I read this sad story after reading its review in World Magazine. A young man keeps on walking one day, a celebration day in North Korea, a day when the guards are not paying close attention. He walks so far that to go any further will lead him into China. His remaining family has been torn apart by the famine in North Korea, so he has no motivation to stay. But when he gets to China, the people who live in “rich homes” slam the door in his face. He only finds help after he listens to the advice to go to a building that has a cross on the top.
Joseph Kim is a strong survivor of an almost unbelievable tale. Little things that we take for granted here: namely food and freedom, are in high demand in the repressive regime that he defected from. Don’t read this book if you don’t want to know what the poor people of this world face daily while we live as kings and queens here in America, by comparison.

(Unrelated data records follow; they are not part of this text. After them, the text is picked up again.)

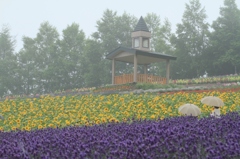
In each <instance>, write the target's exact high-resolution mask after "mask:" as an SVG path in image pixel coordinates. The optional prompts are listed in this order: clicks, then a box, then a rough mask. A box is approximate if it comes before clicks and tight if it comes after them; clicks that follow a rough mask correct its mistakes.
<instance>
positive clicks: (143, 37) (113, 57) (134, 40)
mask: <svg viewBox="0 0 240 159" xmlns="http://www.w3.org/2000/svg"><path fill="white" fill-rule="evenodd" d="M131 37H132V47H131V48H129V47H124V46H119V47H118V48H116V49H114V50H113V51H111V52H110V53H109V54H107V55H106V59H109V60H111V61H112V71H111V72H112V84H124V83H132V82H141V83H142V82H144V83H158V84H166V83H168V82H169V74H170V60H176V59H177V57H174V56H171V55H167V54H163V53H159V52H151V51H150V38H151V33H150V31H149V30H148V27H147V25H146V23H145V21H144V19H143V18H142V17H140V19H139V21H138V23H137V25H136V27H135V29H134V30H133V32H132V34H131ZM116 61H120V62H125V63H132V64H133V73H132V74H122V75H118V76H116V75H115V62H116ZM158 62H166V77H161V76H158V75H153V74H148V68H147V67H148V66H149V65H150V64H151V63H158ZM138 66H143V68H144V69H143V70H144V73H143V74H141V73H139V72H138Z"/></svg>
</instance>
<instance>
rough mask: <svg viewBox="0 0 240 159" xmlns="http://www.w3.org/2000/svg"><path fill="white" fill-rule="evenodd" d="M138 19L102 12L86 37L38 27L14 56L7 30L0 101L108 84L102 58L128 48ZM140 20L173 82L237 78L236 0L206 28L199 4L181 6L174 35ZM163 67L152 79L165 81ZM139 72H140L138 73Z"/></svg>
mask: <svg viewBox="0 0 240 159" xmlns="http://www.w3.org/2000/svg"><path fill="white" fill-rule="evenodd" d="M138 19H139V17H135V16H132V15H129V14H128V13H126V12H124V13H123V14H122V15H118V14H117V12H115V11H112V10H109V9H107V10H105V11H104V12H103V16H102V18H101V19H100V20H98V21H97V23H96V27H97V31H96V32H94V33H92V34H91V35H90V36H89V37H86V35H85V33H84V31H83V30H82V29H81V28H80V26H79V24H76V23H72V24H71V25H68V26H67V27H66V28H65V29H64V30H63V31H62V33H61V36H60V34H59V32H58V31H57V29H56V27H54V26H52V25H51V24H50V23H49V22H43V23H41V25H40V27H39V30H38V33H37V35H36V37H34V38H30V37H27V36H24V37H23V38H22V40H23V47H22V49H21V50H20V51H19V52H14V46H15V39H14V37H12V36H11V33H10V29H9V27H8V26H3V27H2V29H1V31H0V96H2V95H4V94H9V93H12V94H31V93H33V94H36V93H40V94H42V93H51V92H54V91H56V90H67V89H74V88H82V87H96V86H100V85H105V84H110V83H111V61H110V60H107V59H105V55H106V54H108V53H109V52H110V51H112V50H114V49H115V48H117V47H118V46H120V45H122V46H125V47H131V45H132V40H131V32H132V31H133V30H134V28H135V26H136V24H137V22H138ZM144 20H145V21H146V23H147V26H148V28H149V30H150V31H151V33H152V38H151V50H152V51H154V52H159V53H164V54H169V55H173V56H176V57H177V60H176V61H174V62H171V71H170V78H171V79H186V78H195V77H199V76H202V75H204V74H205V73H207V74H208V75H210V76H216V75H228V74H235V73H238V71H239V70H238V69H239V66H240V10H239V9H238V6H237V5H236V2H235V0H224V6H223V7H221V8H219V17H218V18H217V19H216V20H214V21H213V22H212V24H209V23H207V21H206V20H207V15H206V11H205V8H204V7H202V5H201V3H200V2H199V0H190V1H189V3H188V4H186V5H185V11H184V13H183V16H182V21H181V23H179V24H177V26H176V31H175V32H173V31H172V29H171V23H170V21H169V20H168V19H164V20H163V21H162V19H161V18H160V16H159V15H156V14H155V13H148V14H147V15H146V16H145V17H144ZM165 65H166V64H165V63H156V64H152V65H151V66H150V67H149V70H148V71H149V73H150V74H156V75H161V76H165V68H166V67H165ZM132 66H133V65H132V64H126V63H121V62H117V64H116V74H122V73H132V72H133V69H132ZM139 70H141V68H139Z"/></svg>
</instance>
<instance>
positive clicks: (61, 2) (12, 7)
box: [0, 0, 240, 51]
mask: <svg viewBox="0 0 240 159" xmlns="http://www.w3.org/2000/svg"><path fill="white" fill-rule="evenodd" d="M200 2H201V4H202V7H205V9H206V13H207V15H208V19H207V21H208V22H209V23H212V21H213V20H216V18H217V17H218V16H219V8H220V7H222V6H224V5H223V2H224V0H200ZM186 3H189V0H0V30H1V29H2V26H3V24H7V25H8V26H9V27H10V29H11V35H12V36H15V37H16V41H17V44H16V51H19V49H21V48H22V45H23V44H22V37H23V36H28V37H31V38H35V37H36V34H37V33H38V29H39V27H40V24H41V23H42V22H44V21H48V22H49V23H50V24H51V25H53V26H54V27H56V28H57V30H58V32H59V33H60V34H61V32H62V30H63V29H65V28H66V27H67V25H71V24H72V23H73V22H75V23H78V24H79V25H80V29H82V30H83V31H84V32H85V34H86V36H89V35H90V34H91V33H93V32H95V31H96V30H97V29H96V21H98V20H100V19H101V18H102V15H103V12H104V11H105V10H106V9H110V10H113V11H117V14H118V15H122V14H123V12H124V11H126V13H128V14H131V15H134V16H136V17H139V18H140V16H143V17H144V16H146V14H147V13H156V14H157V15H159V16H160V17H161V19H162V20H164V19H165V18H168V20H169V21H170V22H171V24H172V29H173V30H174V29H175V26H176V24H177V23H181V19H182V15H183V12H184V10H185V4H186ZM236 3H237V5H238V8H239V7H240V0H236Z"/></svg>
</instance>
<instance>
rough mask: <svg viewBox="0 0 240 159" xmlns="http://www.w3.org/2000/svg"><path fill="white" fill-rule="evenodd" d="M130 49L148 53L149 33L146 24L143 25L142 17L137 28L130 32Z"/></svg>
mask: <svg viewBox="0 0 240 159" xmlns="http://www.w3.org/2000/svg"><path fill="white" fill-rule="evenodd" d="M131 37H132V48H135V49H139V50H143V51H150V38H151V33H150V31H149V30H148V27H147V24H146V23H145V21H144V19H143V17H142V16H141V18H140V19H139V21H138V23H137V26H136V27H135V29H134V31H133V32H132V35H131Z"/></svg>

The subtitle is: From Starvation in North Korea to Salvation in America and on the front cover is a bowl with only few grains of rice outside it. Most of the book involves Joseph’s upbringing in North Korea. He started off with a secure family and ended up a filthy migrant (called Kkotjebi) who stole in order to survive. We all know that it is wrong to steal, but maybe we would do the same thing if we were in his shoes? It is something I don’t really like to think about. The saddest part of the story for me is when he talks about his sister, Bong Sook. I hope he finds her and that she can come to America one day.
When Kim left North Korea, he was in culture shock. By the time he came to America, even more was he astonished at the comparison between our two countries. He suffered a time of depression after leaving everything he knew for a strange land where he lives alone, but has since recovered. Joseph Kim is a bright and hard working young man and a college student in New York City.
This book is not a happy read, but it gives a dose of reality into what it was like to grow up during the time of famine in North Korea. I hope God uses Joseph Kim’s story to enlighten others as to the plight of those who live in the “Hermit Kingdom,” where lack is suffered daily and to be a Christian is to be a criminal worthy of death.